= Simon James (musician) =

English musician (born 1954)

Simon James (born 13 March 1954) is an English acoustic guitarist and a founding member of Acoustic Alchemy. After leaving the band, he formed Kymaera, a Latin-style contemporary jazz band.

==Early years and education==
Born in York, England, James was educated at Ampleforth College, North Yorkshire Leeds College of Music, studying flute and guitar, and Trinity College of Music, London, where he studied guitar and composition with Hector Quine and David Newbold respectively. He joined the teaching staff at Trinity in 1977 and became guitar tutor at the Purcell School of Music in 1984. In 1981 he attended a master class in flamenco given by Paco Peña in Cordoba, Spain. Flamenco influenced his music on the early recordings by Acoustic Alchemy. In 1983 he became guitar teacher at Whitgift School.

==Career==
In 1979 James helped start the band Acoustic Alchemy. In 1985, he left the band to pursue other interests. He has toured solo, with Nick Webb, and with Maria Ewing, and has performed on live broadcasts for radio and television.

In 1984–1985 James and Webb began a collaboration with actress Sylvia Syms on a series of shows combining poetry and music ("The Female Principle", "If This Be Love", "Mothers and Daughters", "Love Lust and We All Make Mistakes"). This involved writing and arranging music for the shows and appearing in them.

In 1987 James started the publishing company Designer Music. Commissions have included a fifteen part history of bullfighting released in Spain by Planeta/Agostini in Autumn 1994 and a thirteen part series on serial killers produced by Mainline Television in 1996 for SKY TV. Another series of commissions lead to the formation of the band Kymaera in 1998.

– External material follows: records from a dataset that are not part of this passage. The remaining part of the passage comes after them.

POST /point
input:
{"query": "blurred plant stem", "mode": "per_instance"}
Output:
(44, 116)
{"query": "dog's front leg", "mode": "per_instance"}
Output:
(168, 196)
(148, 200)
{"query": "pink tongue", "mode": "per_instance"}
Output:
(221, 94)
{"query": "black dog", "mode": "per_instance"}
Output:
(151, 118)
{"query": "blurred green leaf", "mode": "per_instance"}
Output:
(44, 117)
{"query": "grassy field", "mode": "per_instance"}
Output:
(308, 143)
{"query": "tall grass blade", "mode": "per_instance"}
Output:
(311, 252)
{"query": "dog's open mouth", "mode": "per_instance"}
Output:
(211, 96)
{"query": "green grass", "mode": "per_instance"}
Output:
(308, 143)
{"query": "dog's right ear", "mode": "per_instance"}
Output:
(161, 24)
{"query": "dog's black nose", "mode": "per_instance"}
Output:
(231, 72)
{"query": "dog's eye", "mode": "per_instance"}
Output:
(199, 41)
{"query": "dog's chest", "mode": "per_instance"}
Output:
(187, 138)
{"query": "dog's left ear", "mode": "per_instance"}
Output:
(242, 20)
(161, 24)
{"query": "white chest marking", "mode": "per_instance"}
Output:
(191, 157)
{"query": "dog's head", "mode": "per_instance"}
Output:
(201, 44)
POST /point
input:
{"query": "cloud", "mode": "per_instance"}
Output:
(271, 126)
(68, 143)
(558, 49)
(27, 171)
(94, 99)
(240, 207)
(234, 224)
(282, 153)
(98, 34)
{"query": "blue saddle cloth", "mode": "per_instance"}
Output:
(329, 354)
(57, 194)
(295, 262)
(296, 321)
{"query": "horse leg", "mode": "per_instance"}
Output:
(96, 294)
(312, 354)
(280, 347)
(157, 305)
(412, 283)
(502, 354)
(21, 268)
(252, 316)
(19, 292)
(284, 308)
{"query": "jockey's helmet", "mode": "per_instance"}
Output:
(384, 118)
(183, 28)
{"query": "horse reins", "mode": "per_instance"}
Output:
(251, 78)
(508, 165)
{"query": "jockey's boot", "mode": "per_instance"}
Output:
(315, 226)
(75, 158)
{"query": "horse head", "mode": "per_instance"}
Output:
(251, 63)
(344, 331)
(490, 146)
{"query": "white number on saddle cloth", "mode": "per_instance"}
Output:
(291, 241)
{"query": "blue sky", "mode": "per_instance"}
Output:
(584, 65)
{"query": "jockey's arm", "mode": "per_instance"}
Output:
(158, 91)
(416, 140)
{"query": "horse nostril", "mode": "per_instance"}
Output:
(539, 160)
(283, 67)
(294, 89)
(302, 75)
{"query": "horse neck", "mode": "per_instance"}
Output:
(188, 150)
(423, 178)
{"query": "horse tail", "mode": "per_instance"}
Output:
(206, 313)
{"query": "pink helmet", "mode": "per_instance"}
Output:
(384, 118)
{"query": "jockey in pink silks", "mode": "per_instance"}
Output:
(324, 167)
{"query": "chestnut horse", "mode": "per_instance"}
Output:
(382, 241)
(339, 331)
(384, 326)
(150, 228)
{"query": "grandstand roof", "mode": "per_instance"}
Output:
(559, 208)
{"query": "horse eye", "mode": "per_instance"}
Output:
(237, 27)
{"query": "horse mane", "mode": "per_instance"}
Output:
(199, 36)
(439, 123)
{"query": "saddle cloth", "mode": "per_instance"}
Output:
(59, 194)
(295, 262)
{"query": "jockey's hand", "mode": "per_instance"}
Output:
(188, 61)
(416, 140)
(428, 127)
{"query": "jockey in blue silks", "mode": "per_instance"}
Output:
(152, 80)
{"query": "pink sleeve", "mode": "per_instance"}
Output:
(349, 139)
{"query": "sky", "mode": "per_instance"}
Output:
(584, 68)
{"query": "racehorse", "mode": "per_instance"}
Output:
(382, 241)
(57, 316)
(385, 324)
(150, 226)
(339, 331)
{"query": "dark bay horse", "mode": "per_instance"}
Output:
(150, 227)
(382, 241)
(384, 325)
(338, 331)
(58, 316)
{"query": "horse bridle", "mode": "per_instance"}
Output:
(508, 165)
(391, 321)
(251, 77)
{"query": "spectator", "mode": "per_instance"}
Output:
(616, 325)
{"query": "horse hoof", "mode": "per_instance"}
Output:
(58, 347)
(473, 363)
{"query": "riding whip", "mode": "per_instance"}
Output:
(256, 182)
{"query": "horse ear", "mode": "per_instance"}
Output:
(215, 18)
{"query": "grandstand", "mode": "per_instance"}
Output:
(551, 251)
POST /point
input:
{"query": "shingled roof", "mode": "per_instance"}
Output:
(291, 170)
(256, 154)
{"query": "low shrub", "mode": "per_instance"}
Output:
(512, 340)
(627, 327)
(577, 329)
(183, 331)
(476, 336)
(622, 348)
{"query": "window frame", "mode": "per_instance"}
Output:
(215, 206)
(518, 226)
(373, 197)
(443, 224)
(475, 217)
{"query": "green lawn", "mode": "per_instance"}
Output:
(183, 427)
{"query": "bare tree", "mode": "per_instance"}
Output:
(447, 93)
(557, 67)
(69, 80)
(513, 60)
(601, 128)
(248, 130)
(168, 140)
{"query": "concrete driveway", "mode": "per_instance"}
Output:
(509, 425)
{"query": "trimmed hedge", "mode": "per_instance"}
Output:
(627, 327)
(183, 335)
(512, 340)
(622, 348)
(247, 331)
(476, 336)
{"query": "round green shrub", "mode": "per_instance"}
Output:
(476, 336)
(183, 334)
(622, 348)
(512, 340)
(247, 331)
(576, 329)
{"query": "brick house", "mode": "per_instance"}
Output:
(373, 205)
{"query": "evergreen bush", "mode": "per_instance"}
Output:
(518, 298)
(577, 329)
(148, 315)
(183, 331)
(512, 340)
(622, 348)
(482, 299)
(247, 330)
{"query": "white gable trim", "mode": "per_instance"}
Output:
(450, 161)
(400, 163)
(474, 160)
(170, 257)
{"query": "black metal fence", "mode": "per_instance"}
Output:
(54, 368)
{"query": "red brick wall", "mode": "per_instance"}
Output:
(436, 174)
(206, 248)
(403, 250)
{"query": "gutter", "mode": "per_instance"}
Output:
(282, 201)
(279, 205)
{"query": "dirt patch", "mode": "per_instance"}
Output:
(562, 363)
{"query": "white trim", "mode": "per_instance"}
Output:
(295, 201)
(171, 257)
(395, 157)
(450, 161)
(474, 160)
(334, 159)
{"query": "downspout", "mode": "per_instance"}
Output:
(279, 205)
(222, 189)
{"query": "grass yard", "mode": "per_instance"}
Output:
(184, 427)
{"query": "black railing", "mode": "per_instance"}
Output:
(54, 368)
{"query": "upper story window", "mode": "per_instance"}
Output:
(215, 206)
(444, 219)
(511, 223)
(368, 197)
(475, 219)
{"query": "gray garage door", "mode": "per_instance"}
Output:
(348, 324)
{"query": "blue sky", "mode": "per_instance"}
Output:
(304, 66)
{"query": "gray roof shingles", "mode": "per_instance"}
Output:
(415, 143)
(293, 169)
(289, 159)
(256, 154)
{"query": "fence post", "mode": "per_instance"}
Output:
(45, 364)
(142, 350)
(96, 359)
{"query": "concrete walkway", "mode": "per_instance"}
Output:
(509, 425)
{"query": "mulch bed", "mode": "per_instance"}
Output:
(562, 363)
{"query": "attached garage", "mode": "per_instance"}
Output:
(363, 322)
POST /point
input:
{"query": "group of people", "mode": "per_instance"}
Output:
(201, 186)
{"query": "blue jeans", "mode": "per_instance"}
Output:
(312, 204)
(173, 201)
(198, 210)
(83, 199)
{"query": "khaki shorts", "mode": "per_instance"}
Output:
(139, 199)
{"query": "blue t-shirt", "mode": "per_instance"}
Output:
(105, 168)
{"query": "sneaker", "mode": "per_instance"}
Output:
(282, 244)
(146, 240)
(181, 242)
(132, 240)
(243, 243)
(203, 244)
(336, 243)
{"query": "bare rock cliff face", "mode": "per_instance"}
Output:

Kymaera's first album, Rio Moods (MCI), was a tribute to the music of Antonio Carlos Jobim but also contained original compositions. The second album consisted of music by George Michael. James and guitarist Shane Hill arranged the music and produced the albums. Kymaera made its debut at Ronnie Scott's Jazz Club on 21 June 1998. A third album, Careless Whispers, was released in September 1998. Into the Rainbow (2001) was a tribute to his former partner Webb, who died in February 1998, and included Ewing and Greg Carmichael from Acoustic Alchemy. In July and August 2001 Kymaera made an album for Union Square entitled California Dreamin' which was released the following year. In 2004 Kymaera recorded another album for Union Square. Some tracks were released in 2006 on Smooth Jazz with vocals by Lynieve Austin. In 2006, James formed the band Almaraya based on the rhythm section of Kymaera and the vocals of Austin. The band performed for the first time at Croydon Jazz Festival in April of that year.